3.0 KiB
GPU Kubernetes Role
This document describes how to use the gpu-k8s role to deploy a simple Kubernetes cluster with NVIDIA GPU support.
Overview
The role performs four main tasks:
- Create the Kubernetes cluster using sealos. It runs the provided
sealos runcommand to bootstrap the master and worker nodes. - Install NVIDIA drivers and the NVIDIA container toolkit on the target hosts so that Kubernetes can access GPU resources.
- Verify the cluster state after initialization, displaying the
sealosversion and the current Kubernetes nodes. - Verify GPU access by deploying the official NVIDIA device plugin and running a small CUDA workload.
When sealos_version is set to latest (the default), the role automatically
fetches the most recent stable release from GitHub. The Kubernetes image tag is
controlled separately via kubernetes_version, which defaults to v1.25.16 but
can be overridden to any compatible release.
The following command is used to create the cluster (example with one master and one worker):
REGISTRY=$(playbooks/roles/vhosts/gpu-k8s/files/get_labring_registry.sh)
sealos run \
${REGISTRY}/kubernetes:<kubernetes_version> \
${REGISTRY}/cilium:<cilium_version> \
${REGISTRY}/helm:<helm_version> \
--masters 172.16.11.120 \
--nodes 172.16.11.152 \
--env '{}' \
--cmd "kubeadm init --skip-phases=addon/kube-proxy"

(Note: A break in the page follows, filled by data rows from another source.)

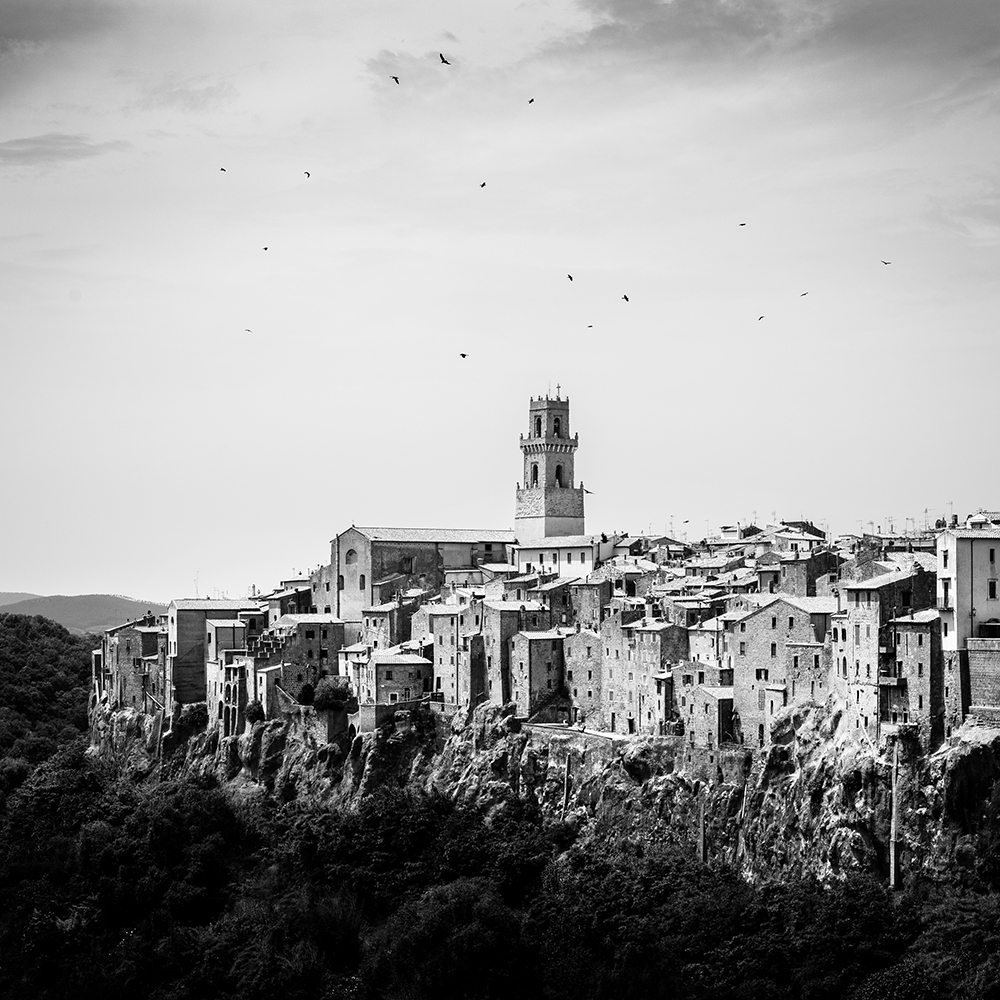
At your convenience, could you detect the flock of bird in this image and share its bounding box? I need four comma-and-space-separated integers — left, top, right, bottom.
219, 52, 892, 356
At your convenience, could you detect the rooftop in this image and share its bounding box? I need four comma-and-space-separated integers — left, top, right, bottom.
170, 597, 261, 611
337, 525, 514, 544
889, 608, 941, 625
517, 535, 600, 549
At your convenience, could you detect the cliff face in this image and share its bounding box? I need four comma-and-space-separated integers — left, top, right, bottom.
93, 707, 1000, 883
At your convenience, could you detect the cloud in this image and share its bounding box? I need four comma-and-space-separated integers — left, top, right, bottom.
0, 0, 123, 56
0, 132, 129, 167
134, 77, 236, 112
565, 0, 1000, 74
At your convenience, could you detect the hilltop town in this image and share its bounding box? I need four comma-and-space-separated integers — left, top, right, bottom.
91, 393, 1000, 764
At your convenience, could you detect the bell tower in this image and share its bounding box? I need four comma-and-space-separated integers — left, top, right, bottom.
514, 387, 584, 544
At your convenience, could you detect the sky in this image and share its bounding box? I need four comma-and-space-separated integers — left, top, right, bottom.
0, 0, 1000, 601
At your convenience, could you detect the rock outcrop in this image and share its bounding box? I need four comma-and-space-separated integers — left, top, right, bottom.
92, 706, 1000, 881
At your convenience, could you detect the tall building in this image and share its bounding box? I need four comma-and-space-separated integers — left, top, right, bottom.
514, 391, 584, 545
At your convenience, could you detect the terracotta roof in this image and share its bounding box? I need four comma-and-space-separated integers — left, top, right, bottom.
337, 525, 514, 544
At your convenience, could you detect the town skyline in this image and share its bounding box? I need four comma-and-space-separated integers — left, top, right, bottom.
0, 0, 1000, 600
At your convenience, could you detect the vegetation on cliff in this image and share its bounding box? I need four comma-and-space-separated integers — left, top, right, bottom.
0, 744, 1000, 1000
0, 613, 99, 788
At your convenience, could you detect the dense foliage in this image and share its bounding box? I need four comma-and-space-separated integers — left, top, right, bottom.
0, 745, 1000, 1000
0, 615, 1000, 1000
0, 614, 94, 780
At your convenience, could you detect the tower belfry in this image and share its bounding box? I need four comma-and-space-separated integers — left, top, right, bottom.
514, 390, 584, 544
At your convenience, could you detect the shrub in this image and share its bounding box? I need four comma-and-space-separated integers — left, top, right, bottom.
313, 677, 350, 712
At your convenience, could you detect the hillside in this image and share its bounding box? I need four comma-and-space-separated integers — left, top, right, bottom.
0, 590, 41, 608
3, 594, 167, 635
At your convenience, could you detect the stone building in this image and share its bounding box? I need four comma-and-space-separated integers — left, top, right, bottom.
164, 598, 260, 717
563, 628, 603, 729
99, 612, 167, 712
514, 393, 593, 544
330, 526, 514, 622
726, 595, 837, 747
357, 647, 434, 705
879, 608, 948, 752
832, 565, 936, 737
569, 575, 611, 631
510, 629, 564, 717
937, 518, 1000, 724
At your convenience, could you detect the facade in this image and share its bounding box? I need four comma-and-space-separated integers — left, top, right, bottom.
563, 628, 602, 729
879, 608, 954, 751
514, 393, 585, 548
164, 598, 260, 716
836, 565, 936, 737
937, 518, 1000, 724
330, 527, 514, 622
510, 629, 564, 716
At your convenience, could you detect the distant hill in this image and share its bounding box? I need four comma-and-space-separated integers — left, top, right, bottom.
0, 590, 39, 608
0, 594, 167, 635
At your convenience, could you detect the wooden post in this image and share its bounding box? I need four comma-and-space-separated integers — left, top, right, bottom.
889, 737, 902, 890
698, 793, 708, 865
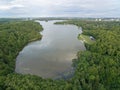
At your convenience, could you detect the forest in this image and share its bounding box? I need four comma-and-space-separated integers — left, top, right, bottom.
0, 20, 120, 90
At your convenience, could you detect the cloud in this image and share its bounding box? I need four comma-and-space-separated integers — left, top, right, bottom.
0, 0, 120, 17
0, 4, 24, 10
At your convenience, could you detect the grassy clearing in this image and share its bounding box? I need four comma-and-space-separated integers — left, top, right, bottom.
78, 34, 95, 44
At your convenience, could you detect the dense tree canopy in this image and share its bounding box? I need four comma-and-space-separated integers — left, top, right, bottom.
0, 20, 120, 90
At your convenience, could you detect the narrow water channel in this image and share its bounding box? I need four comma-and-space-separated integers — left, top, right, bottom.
15, 21, 85, 78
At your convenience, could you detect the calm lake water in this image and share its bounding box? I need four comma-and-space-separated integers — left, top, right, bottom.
15, 21, 85, 78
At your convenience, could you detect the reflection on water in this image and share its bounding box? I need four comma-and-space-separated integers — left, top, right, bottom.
16, 21, 85, 78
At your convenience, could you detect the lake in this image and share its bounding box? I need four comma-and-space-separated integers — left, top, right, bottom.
15, 20, 85, 78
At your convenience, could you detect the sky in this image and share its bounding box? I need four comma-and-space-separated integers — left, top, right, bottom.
0, 0, 120, 18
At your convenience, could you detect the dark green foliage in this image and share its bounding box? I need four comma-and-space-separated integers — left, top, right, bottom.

After the cluster is running the role installs the NVIDIA device plugin and runs a test pod to ensure nvidia-smi works inside the cluster.
Usage
Add the role to your playbook along with the ssh-trust role which configures passwordless access from the ops host to the cluster nodes:
- hosts: all
roles:
- ssh-trust
- gpu-k8s
By default the SSH key is created for the same user Ansible connects with. You
can override this by setting ssh_user:
- hosts: all
vars:
ssh_user: ubuntu
roles:
- ssh-trust
- gpu-k8s
Example playbook snippet defining the IP lists:
- hosts: all
vars:
master_ips:
- "172.16.11.120"
node_ips:
- "172.16.11.152"
roles:
- ssh-trust
- gpu-k8s
You can also specify hostnames and let the role look up the IPs:
- hosts: all
vars:
masters:
- "k8s-1"
nodes:
- "k8s-2"
- "k8s-3"
roles:
- ssh-trust
- gpu-k8s
The playbook expects at least one master and one node. You can provide the
addresses directly via master_ips and node_ips, or give hostnames in the
masters and nodes variables. When hostnames are used, the role will look up
their ansible_host values from the inventory to obtain the IPs. Up to three
masters can be specified.
Run the playbook with your inventory that contains the master and node IP addresses.
ansible-playbook -i inventory/hosts/all playbooks/demo_gpu_k8s.yml
The final step prints the output of nvidia-smi from inside a Kubernetes pod, confirming that the GPU is available.